I started reading Camus. I bought a movie camera and began making my own films. But even more, I started skipping school to go to movies in downtown Philadelphia. This went on for more than a year until one afternoon I realized I'd seen every movie playing in town. For some impossible reason, I walked by a movie theater and ended up at City Hall. At the time, the Criminal Justice Center hadn't been built, and criminal and civil cases were tried in the courtrooms here at the hall. I sat through two murder trials before catching a train back to the suburbs. The first trial would have been horrific for anyone. But for a teenager on the run, it changed everything: a man had come home from work and caught his wife in bed with his best friend. He kept a shotgun in the closet. He surprised them. He shot both of them before they could even get out of bed. He shot them dead, and from the crime scene photos the prosecutor was showing to the jury, there was blood everywhere.
I took a deep breath and settled back in my chair. I could see the murderer sitting at the table with his attorney right in front of me. He must have sensed that I was staring at him. He turned and our eyes met. This was real life, not a movie. I was a seventeen-year-old boy.
I went home, my mind reeling, and wrote a short story based on the trial. And then I made a huge mistake. I turned the story into my English teacher! Today, I would have been kicked out of school, and who knows what else would have happened? My teacher, a very gentle woman, read my story and gave it an A, but said that it would require a parent teacher visit. In fact, she had already made the arrangements, and would be stopping by my house that very night.
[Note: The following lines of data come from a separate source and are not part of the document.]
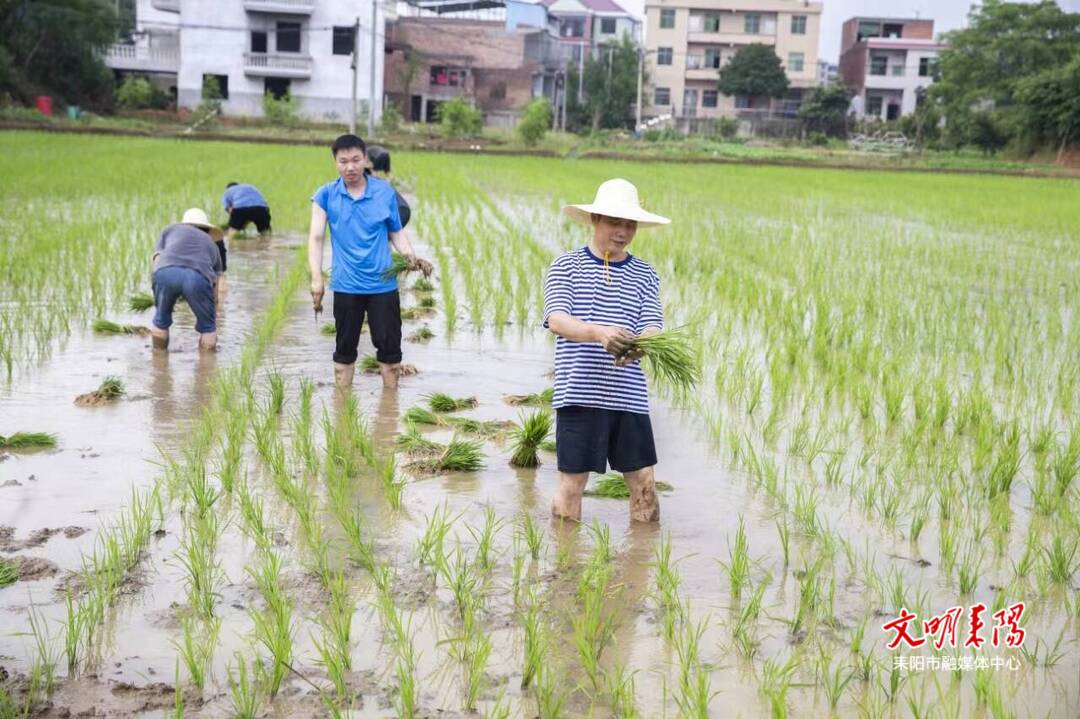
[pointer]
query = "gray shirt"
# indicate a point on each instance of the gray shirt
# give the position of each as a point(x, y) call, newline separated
point(185, 245)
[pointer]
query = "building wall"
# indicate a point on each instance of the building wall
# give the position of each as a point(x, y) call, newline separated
point(775, 29)
point(326, 94)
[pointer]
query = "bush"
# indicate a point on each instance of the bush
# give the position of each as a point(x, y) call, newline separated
point(282, 111)
point(459, 119)
point(727, 127)
point(535, 122)
point(391, 120)
point(137, 93)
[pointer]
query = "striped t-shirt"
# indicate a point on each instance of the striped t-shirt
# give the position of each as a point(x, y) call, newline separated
point(623, 294)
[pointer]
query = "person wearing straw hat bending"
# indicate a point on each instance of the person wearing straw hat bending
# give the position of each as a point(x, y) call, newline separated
point(187, 263)
point(596, 300)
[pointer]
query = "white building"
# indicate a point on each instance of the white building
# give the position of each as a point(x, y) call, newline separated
point(302, 48)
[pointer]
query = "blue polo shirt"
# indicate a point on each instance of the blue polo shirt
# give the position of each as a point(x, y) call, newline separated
point(243, 195)
point(360, 235)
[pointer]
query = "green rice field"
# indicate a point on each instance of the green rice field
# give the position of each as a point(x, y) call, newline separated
point(887, 423)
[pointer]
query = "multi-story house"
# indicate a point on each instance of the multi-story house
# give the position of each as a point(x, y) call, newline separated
point(690, 40)
point(252, 48)
point(888, 64)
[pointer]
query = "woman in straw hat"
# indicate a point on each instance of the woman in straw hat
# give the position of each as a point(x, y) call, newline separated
point(596, 300)
point(187, 263)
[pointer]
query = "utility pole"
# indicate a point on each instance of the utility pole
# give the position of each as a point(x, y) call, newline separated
point(370, 94)
point(355, 70)
point(640, 75)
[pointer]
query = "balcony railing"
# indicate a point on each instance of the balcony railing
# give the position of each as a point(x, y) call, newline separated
point(278, 65)
point(288, 7)
point(143, 59)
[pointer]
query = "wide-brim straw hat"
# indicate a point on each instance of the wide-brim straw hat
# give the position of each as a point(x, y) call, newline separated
point(198, 217)
point(616, 198)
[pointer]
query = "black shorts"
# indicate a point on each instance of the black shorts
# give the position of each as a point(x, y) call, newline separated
point(385, 319)
point(241, 216)
point(224, 253)
point(589, 438)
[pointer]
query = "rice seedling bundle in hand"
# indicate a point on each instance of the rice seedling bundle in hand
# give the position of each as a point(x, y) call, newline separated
point(528, 437)
point(140, 301)
point(28, 441)
point(444, 403)
point(613, 485)
point(107, 327)
point(671, 357)
point(536, 399)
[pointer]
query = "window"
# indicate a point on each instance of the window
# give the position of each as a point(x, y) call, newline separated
point(288, 37)
point(446, 77)
point(223, 84)
point(874, 106)
point(343, 41)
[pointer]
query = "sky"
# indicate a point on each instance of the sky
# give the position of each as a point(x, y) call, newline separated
point(947, 15)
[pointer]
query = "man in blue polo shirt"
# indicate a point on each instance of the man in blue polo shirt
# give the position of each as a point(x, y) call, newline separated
point(363, 217)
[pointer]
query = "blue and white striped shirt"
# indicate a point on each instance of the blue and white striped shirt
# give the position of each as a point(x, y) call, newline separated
point(623, 294)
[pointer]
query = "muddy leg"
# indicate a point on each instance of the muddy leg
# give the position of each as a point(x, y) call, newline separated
point(159, 338)
point(566, 503)
point(390, 375)
point(644, 504)
point(342, 375)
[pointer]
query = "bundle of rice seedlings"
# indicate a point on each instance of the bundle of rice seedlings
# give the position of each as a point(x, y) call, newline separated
point(444, 403)
point(670, 356)
point(399, 263)
point(458, 456)
point(107, 327)
point(28, 441)
point(140, 301)
point(539, 399)
point(528, 436)
point(9, 572)
point(421, 335)
point(612, 485)
point(410, 441)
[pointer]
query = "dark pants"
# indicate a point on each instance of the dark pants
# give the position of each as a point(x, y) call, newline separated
point(383, 313)
point(589, 438)
point(170, 284)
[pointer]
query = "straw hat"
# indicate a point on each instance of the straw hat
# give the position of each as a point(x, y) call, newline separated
point(616, 198)
point(198, 217)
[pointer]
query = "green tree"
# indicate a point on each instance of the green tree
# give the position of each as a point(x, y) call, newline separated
point(535, 122)
point(1051, 102)
point(985, 64)
point(53, 46)
point(754, 71)
point(610, 86)
point(826, 110)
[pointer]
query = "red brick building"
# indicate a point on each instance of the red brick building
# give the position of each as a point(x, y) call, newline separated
point(432, 59)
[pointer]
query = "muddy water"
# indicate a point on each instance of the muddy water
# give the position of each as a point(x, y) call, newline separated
point(105, 450)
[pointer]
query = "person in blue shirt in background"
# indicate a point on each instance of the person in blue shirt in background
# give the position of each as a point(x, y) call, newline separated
point(364, 220)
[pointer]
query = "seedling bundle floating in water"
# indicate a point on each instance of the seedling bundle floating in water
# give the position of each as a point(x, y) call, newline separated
point(670, 356)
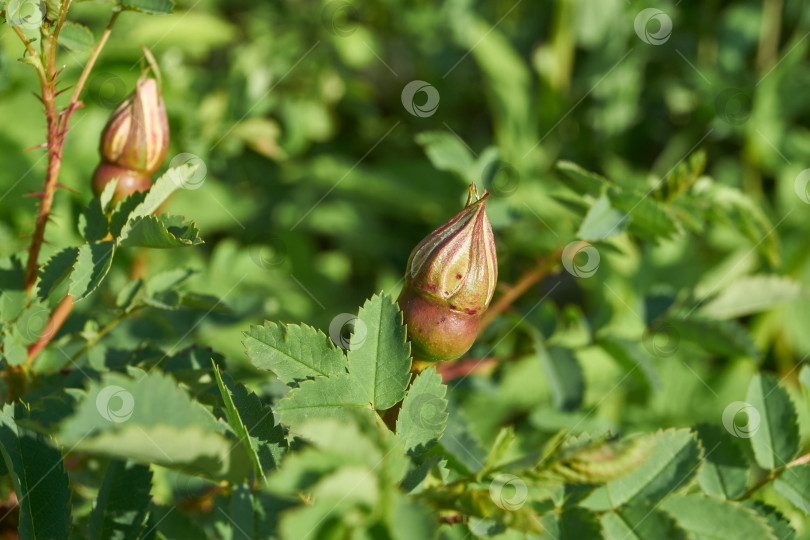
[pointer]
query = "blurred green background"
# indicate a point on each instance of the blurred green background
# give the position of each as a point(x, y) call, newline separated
point(319, 180)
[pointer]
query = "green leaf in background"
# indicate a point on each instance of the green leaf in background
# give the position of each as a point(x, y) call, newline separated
point(572, 524)
point(776, 440)
point(153, 7)
point(12, 287)
point(727, 338)
point(794, 483)
point(671, 467)
point(640, 523)
point(776, 521)
point(293, 352)
point(238, 427)
point(149, 419)
point(705, 518)
point(321, 398)
point(602, 221)
point(562, 370)
point(38, 475)
point(123, 501)
point(76, 37)
point(381, 363)
point(91, 268)
point(725, 471)
point(161, 232)
point(447, 153)
point(54, 272)
point(423, 416)
point(752, 294)
point(584, 182)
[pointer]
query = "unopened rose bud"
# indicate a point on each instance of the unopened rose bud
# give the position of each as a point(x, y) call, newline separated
point(449, 283)
point(135, 141)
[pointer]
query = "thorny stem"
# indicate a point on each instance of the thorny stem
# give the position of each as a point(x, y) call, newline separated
point(57, 129)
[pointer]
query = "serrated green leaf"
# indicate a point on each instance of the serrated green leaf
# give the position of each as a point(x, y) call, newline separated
point(92, 265)
point(149, 419)
point(38, 475)
point(161, 232)
point(123, 502)
point(672, 466)
point(706, 518)
point(725, 471)
point(265, 434)
point(752, 294)
point(293, 352)
point(152, 7)
point(323, 398)
point(602, 221)
point(381, 364)
point(794, 483)
point(777, 522)
point(127, 294)
point(125, 216)
point(447, 153)
point(238, 427)
point(12, 287)
point(776, 440)
point(58, 268)
point(76, 37)
point(423, 416)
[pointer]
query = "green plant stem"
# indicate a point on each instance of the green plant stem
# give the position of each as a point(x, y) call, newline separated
point(542, 269)
point(773, 475)
point(101, 333)
point(57, 129)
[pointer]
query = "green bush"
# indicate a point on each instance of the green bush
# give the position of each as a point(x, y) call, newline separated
point(191, 361)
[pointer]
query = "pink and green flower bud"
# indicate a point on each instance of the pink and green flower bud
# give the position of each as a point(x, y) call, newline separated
point(449, 283)
point(135, 141)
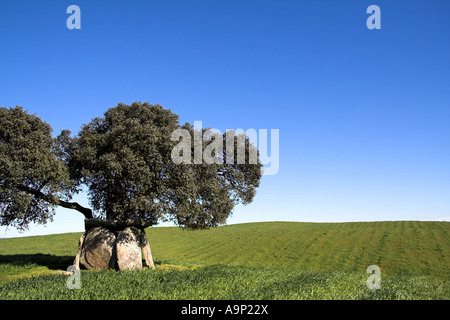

After an hour of listening to my teacher, and then my parents, all trying to figure out if I was okay or not, they reached a final judgment. I had to agree to stop skipping school and would now be attending a class at the University of Pennsylvania. In turn, my teacher agreed to give my future stories an A but said that it was unlikely she would ever read one again. After she left, my parents seemed to shake it off. They'd read the story I'd written, and thought it was good.